If you disagree with the church in some way (support gay marriage, don’t believe in the true presence in the Eucharist, don’t believe that contraception is a sin, etc) can you still be a real Catholic? Can you call yourself a real Catholic if you disagree with a fundamental teaching of the church?
I was just reading something today that said something like 25% of Catholics believe in transubstantiation and about 87% believe that you don’t have to believe in all Catholic teachings to be a Catholic. What do you think?
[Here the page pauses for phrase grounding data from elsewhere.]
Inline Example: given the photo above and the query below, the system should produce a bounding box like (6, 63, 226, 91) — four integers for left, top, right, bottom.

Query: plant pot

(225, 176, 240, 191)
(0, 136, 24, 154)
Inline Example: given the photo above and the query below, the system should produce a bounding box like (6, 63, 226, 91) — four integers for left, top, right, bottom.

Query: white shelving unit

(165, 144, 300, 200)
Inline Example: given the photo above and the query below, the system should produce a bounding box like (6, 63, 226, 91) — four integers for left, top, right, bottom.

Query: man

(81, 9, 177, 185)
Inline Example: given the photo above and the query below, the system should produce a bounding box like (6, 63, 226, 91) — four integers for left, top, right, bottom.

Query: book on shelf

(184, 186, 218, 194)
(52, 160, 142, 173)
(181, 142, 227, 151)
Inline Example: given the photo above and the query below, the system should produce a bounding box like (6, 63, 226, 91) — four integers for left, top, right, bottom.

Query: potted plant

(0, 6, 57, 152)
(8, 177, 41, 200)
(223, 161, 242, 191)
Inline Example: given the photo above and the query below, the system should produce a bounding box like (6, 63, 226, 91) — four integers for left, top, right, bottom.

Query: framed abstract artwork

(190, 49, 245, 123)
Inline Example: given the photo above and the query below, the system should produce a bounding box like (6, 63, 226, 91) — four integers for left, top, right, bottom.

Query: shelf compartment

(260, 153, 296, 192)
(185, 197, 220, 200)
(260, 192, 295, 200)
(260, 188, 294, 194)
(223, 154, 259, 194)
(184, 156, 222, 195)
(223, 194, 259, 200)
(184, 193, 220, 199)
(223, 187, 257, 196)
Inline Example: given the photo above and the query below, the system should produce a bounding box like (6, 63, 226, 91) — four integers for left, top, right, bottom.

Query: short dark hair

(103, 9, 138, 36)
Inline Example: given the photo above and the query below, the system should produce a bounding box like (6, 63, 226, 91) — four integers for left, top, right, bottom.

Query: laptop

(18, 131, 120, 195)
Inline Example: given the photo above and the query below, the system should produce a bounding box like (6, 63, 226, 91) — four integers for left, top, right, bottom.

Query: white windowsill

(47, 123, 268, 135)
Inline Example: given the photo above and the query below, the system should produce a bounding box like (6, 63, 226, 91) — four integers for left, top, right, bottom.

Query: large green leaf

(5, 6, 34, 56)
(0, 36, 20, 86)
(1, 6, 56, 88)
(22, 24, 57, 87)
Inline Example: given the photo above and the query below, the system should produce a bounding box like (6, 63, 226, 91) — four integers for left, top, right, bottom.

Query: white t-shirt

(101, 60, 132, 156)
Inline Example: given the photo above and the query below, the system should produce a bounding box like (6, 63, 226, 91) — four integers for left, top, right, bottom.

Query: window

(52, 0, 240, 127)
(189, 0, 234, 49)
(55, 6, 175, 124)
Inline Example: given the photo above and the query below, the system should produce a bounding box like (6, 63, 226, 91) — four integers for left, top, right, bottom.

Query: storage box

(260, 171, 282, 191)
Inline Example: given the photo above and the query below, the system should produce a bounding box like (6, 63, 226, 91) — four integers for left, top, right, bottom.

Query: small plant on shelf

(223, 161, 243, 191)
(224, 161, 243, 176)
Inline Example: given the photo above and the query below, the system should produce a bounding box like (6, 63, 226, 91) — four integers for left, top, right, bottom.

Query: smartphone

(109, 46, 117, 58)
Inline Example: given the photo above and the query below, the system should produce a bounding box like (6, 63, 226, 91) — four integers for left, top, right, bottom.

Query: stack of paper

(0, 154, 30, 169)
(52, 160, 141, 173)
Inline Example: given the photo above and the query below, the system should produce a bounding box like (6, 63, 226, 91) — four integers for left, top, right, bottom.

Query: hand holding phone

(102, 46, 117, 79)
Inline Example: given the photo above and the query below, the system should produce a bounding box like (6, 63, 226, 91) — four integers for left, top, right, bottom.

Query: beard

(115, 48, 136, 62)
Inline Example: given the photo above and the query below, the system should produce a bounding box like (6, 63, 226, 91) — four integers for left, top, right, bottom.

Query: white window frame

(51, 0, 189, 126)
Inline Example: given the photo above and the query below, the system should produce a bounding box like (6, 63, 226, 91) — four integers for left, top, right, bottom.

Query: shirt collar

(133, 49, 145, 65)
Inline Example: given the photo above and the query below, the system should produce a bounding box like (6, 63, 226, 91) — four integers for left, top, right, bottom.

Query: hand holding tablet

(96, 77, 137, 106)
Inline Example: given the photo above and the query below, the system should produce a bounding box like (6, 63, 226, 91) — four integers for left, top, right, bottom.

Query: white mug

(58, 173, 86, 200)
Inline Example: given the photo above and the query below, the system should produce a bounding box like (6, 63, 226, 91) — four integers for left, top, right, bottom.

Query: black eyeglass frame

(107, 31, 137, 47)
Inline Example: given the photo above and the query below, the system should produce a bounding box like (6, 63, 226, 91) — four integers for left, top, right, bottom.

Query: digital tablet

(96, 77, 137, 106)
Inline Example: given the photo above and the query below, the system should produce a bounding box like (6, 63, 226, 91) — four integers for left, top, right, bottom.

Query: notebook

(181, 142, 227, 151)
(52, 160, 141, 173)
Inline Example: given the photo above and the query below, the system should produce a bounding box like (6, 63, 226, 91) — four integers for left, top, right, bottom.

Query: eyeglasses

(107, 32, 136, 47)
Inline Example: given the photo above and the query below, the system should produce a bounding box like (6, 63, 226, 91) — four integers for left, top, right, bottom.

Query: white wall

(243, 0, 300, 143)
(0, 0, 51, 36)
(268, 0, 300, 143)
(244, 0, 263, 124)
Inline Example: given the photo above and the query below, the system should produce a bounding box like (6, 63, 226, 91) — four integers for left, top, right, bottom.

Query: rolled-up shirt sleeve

Through baptism, we indeed become members of the Church, the Mystical Body of Christ. Baptism confers an indelible spiritual mark on the soul of his belonging to Christ. But baptism requires a profession of faith. In the case of adults, this is done personally by the one being baptized. In the case of infants, this profession of faith is made through the God parents. Now faith is a “theological virtue by which we believe in God and **all **that he has said and revealed to us, and the Holy Church proposes for our belief, because he is truth itself.” (Catechism of the Catholic Church, #1814). Consequently, if you disagree or disbelieve a teaching of the Church such as on homosexual marriage, the true presence of Christ in the Eucharist, contraception, etc., you are commiting a sin against faith. Such a sin could be mortal whereby one would become a dead member of the Church. In other cases, it may be only venial. But in all cases it is an offense against God.
The 87% of catholics ( it is questionable whether this percentage is true or not) you mention that believe you don’t have to believe all catholic teachings simply do not know their faith and they are sinning against the virtue of faith.